The answer to this question varies from one person to another based on innumerable variables, but the point at which one leaves the workforce has immense implications for the retirement years.

If one wants to compare themselves to the average retirement age in the U.S., see below:

If one retires too early, they risk running out of money. Conversely, retiring too late may cause the investor to miss out on planned experiences. Keep reading this article for more on the average expected and actual retirement ages in the United States.

Retirement: Expectations Versus Reality

Americans have historically made their decision to retire based upon their eligibility to receive Social Security payments or their ability to receive defined benefit plan payments from their employer. However, defined benefit plans, typically called pensions, are much rarer than they used to be and thus, investors must make up that income gap with prudent investing. This has caused expectations for retirement age to gradually increase in the past couple of decades, as seen below.

When Do You Expect To Retire

Source: Gallup

Polling giant Gallup regularly asks workforce participants in the US when they believe they’ll be able to retire. As we can see, the average response was 60 about 25 years ago, while the average is 66 today. There are many reasons why people would put off retirement, including taking care of aging parents, uncertainty around investment returns, and even the state one lives in. Indeed, states with lower cost of living tend to see earlier retirement ages, which makes a lot of sense considering most retirees are on a budget.

The good news is that while expectations for retirement age have been rising, the actual ages people retire in the US aren’t as high.

Average Age Of Retirement

Source: Gallup

This chart from Gallup shows the average retirement age for those in the US by year and while the average has risen from 57 to 61 in the past 30 years or so, that is a full five years earlier than non-retirees today expect to retire. Indeed, it would appear the historical data suggest that people who aren’t retired are too pessimistic about when they will be able to retire, and tend to make the move around the age of 60.

The data above is based on the average age of retirees, which can be skewed by those that retire very early, either because they’ve had some sort of financial windfall that allows them the ability to cease working, for health reasons, or some other cause to leave the workforce. The data below shows the cumulative number of people retired by each age, which is also instructive.

Cumulative Retiree Age

Source: DQYDJ

We can see that a very small portion of the population is retired by age 50, but that number more than doubles to ~25% of the population by age 55. That is still a very early retirement age, but roughly one-quarter of the US is reaching that milestone. By age 60, about 45% of the workforce is retired, and by age 65, the cumulative number of retirees is about 85% of the population. In other words, Americans tend to retire in a small range of ages and while there are some people that choose to work past 65 or are forced to for one reason or another, the overwhelming majority of people are out of the workforce by age 65.

Final Thoughts

The age at which one retires is a significant decision. It impacts the amount of time available to enjoy the activities one saved for during their working life, and whether or not each person has enough money to do so.
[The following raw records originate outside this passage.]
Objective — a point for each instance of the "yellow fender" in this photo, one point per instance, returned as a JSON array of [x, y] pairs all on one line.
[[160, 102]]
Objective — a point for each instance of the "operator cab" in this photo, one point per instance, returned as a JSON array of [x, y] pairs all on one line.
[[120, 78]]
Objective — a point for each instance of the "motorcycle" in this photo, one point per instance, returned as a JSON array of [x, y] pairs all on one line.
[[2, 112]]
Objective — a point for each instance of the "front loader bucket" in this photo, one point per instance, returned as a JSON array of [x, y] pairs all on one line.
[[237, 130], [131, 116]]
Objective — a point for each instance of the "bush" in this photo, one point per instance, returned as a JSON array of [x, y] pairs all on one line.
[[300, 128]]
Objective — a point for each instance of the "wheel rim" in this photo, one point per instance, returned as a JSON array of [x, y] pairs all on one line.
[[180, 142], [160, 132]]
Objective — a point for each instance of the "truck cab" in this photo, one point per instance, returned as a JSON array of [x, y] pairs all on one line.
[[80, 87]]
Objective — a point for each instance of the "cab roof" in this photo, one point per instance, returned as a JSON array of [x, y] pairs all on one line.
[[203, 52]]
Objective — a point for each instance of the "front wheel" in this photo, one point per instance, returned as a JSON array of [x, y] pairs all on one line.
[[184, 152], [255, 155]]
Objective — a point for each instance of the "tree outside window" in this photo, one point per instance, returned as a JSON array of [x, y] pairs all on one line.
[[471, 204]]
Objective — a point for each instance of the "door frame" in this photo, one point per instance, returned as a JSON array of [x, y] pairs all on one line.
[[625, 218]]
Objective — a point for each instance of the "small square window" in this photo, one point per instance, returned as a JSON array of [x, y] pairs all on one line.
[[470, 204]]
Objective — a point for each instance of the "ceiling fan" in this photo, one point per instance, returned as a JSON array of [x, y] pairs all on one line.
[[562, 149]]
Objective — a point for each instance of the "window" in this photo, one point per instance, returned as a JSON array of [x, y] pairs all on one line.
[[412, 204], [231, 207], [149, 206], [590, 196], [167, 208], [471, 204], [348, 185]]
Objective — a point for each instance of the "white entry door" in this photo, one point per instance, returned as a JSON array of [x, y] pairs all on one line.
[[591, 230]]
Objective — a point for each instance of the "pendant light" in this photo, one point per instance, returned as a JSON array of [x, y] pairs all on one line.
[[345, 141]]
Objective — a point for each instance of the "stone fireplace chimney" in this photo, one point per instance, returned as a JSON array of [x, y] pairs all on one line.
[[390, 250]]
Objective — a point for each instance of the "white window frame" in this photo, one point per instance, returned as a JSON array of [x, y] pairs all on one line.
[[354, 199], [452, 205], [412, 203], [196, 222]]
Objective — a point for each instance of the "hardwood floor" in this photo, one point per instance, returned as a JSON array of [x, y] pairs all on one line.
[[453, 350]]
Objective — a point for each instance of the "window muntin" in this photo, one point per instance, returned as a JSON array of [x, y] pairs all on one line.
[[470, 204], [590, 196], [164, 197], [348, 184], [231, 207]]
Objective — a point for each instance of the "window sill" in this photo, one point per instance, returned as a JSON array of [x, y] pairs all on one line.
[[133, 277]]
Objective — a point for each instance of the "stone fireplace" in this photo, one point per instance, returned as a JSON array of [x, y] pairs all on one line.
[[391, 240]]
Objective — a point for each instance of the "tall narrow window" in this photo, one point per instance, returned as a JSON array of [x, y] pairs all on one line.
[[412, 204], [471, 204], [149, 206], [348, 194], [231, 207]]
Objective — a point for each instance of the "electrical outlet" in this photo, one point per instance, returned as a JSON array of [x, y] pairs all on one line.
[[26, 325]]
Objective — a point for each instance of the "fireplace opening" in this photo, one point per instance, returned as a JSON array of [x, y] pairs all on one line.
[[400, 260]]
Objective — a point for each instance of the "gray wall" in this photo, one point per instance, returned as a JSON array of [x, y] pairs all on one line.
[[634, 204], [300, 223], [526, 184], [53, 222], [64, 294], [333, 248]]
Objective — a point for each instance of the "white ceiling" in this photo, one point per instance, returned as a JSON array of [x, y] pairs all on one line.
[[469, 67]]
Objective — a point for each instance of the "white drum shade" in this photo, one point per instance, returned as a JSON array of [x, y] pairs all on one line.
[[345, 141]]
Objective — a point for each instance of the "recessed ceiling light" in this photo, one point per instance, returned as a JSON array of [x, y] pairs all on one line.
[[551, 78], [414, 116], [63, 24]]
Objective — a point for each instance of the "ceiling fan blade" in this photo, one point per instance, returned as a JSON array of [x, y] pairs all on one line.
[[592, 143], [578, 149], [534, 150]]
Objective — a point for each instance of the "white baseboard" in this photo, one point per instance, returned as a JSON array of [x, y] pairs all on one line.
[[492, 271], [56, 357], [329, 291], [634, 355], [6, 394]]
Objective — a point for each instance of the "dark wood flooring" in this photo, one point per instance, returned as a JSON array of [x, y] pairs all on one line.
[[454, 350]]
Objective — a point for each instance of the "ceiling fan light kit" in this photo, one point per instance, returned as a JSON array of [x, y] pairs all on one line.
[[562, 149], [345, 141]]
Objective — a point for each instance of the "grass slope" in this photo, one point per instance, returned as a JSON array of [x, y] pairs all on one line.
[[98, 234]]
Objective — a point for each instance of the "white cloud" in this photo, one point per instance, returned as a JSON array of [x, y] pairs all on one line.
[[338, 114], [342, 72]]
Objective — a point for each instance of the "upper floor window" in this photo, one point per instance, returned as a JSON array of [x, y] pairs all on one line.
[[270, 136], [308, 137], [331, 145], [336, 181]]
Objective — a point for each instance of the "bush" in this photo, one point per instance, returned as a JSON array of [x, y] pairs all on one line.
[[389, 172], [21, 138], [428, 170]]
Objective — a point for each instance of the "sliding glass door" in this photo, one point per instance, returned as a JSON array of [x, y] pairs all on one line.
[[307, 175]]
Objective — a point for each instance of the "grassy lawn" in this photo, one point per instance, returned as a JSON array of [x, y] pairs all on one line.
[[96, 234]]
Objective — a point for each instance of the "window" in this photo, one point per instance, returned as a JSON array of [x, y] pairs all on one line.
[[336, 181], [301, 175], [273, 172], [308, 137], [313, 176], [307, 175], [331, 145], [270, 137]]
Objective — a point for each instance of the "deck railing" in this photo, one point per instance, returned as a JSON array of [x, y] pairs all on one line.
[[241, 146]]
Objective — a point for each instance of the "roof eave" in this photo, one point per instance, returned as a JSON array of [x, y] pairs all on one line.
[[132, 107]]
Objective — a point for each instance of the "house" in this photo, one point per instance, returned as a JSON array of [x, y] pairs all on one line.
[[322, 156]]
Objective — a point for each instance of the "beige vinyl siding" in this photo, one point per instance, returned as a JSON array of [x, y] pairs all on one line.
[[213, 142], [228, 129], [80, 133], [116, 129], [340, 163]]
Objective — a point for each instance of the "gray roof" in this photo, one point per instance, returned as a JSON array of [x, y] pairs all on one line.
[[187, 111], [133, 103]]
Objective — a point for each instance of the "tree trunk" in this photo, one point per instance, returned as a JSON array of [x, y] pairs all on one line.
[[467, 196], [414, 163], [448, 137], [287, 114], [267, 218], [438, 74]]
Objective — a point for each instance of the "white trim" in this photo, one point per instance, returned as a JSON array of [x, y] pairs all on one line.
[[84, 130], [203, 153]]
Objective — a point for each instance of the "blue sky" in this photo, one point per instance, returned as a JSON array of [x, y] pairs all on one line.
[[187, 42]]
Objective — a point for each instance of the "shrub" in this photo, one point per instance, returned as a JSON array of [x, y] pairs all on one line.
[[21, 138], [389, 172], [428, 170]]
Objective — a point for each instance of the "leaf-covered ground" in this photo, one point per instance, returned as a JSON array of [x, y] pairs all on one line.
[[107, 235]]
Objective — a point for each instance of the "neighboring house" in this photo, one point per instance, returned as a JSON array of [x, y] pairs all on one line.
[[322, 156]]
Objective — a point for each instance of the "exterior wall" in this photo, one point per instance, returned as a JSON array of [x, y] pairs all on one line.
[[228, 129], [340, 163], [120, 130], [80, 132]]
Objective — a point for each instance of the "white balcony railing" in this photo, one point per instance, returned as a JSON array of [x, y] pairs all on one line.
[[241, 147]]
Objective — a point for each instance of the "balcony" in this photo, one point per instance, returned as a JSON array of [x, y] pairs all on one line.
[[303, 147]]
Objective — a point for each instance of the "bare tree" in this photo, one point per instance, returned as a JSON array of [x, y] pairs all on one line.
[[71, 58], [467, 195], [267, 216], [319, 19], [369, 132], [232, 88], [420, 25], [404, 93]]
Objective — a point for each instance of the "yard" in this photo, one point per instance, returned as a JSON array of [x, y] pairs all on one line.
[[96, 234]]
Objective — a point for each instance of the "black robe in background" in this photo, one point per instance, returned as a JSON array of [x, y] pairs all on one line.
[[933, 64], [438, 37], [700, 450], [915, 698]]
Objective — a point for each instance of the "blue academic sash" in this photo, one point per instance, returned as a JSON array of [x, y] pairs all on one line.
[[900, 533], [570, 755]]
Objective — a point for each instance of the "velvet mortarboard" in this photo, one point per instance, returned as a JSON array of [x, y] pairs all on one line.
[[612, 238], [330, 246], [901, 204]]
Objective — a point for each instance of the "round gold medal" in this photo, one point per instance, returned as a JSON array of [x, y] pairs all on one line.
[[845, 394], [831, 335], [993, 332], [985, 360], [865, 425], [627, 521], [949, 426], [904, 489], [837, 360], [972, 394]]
There are many factors to consider, including how much money each person needs in retirement, as well as any benefits one is eligible for once they stop working (or decide to do freelance work while retired). Social Security is available to most people that have worked during their lives and benefits can begin as early as age 62, although full benefits won’t be available until age 66 or higher, depending upon when the prospective retiree was born.

Investors can also prepare themselves for retirement by projecting how much income they’ll need, how much time they have before they want to retire, and the expected returns of their investments.

To that end, we believe dividend growth stocks with high yields are an excellent match for many retirees needs.  The strongest of these stocks can provide a compelling mix of current income, safety (income safety, with price volatility), and favorable returns.